A retrospective chart review of 84 youth with a diagnosis of gender dysphoria seen at BC Children's Hospital from 1998-2011.


Of the 84 patients, 45 (54%) identified as female-to-male (FtM), 37 (44%) as male-to-female (MtF), and 2 (2%) as natal males who were undecided. Median age of presentation was 16.9 years (range 11.4-19.8 years) and 16.6 years (range 12.3-22.5 years) for FtM and MtF youth, respectively. Gonadotropin-releasing hormone analog treatment was prescribed in 27 (32%) patients. One FtM patient developed sterile abscesses with leuprolide acetate; he was switched to triptorelin and tolerated this well. Cross-sex hormones were prescribed in 63 of 84 patients (39 FtM vs 24 MtF, P < .02). Median age at initiation of testosterone injections in FtM patients was 17.3 years (range 13.7-19.8 years); median age at initiation of estrogen therapy in MtF patients was 17.9 years (range 13.3-22.3 years). Three patients stopped cross-sex hormones temporarily due to psychiatric comorbidities (2 FtM) and distress over androgenic alopecia (1 FtM). No severe complications were noted in patients treated with testosterone or estrogen.
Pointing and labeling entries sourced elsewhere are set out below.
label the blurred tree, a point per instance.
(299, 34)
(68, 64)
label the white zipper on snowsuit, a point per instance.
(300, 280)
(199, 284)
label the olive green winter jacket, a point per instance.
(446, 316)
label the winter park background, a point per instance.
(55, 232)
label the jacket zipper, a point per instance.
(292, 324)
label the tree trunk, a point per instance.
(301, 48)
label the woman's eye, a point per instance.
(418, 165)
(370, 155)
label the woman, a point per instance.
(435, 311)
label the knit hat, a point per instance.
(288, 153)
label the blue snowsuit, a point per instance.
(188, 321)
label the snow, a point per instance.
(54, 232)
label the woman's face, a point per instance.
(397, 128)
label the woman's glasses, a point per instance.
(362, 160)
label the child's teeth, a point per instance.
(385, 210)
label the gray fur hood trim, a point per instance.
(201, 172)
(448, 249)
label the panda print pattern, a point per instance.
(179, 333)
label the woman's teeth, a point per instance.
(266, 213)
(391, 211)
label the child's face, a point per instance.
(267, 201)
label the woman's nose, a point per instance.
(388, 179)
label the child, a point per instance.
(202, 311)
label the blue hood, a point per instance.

Treatment with gonadotropin-releasing hormone analog and/or cross-sex hormones, in collaboration with transgender-competent mental health professionals, is an intervention that appears to be appropriate in carefully selected youth with gender dysphoria. Long-term follow-up studies are needed to determine the safety of these treatments in this age group.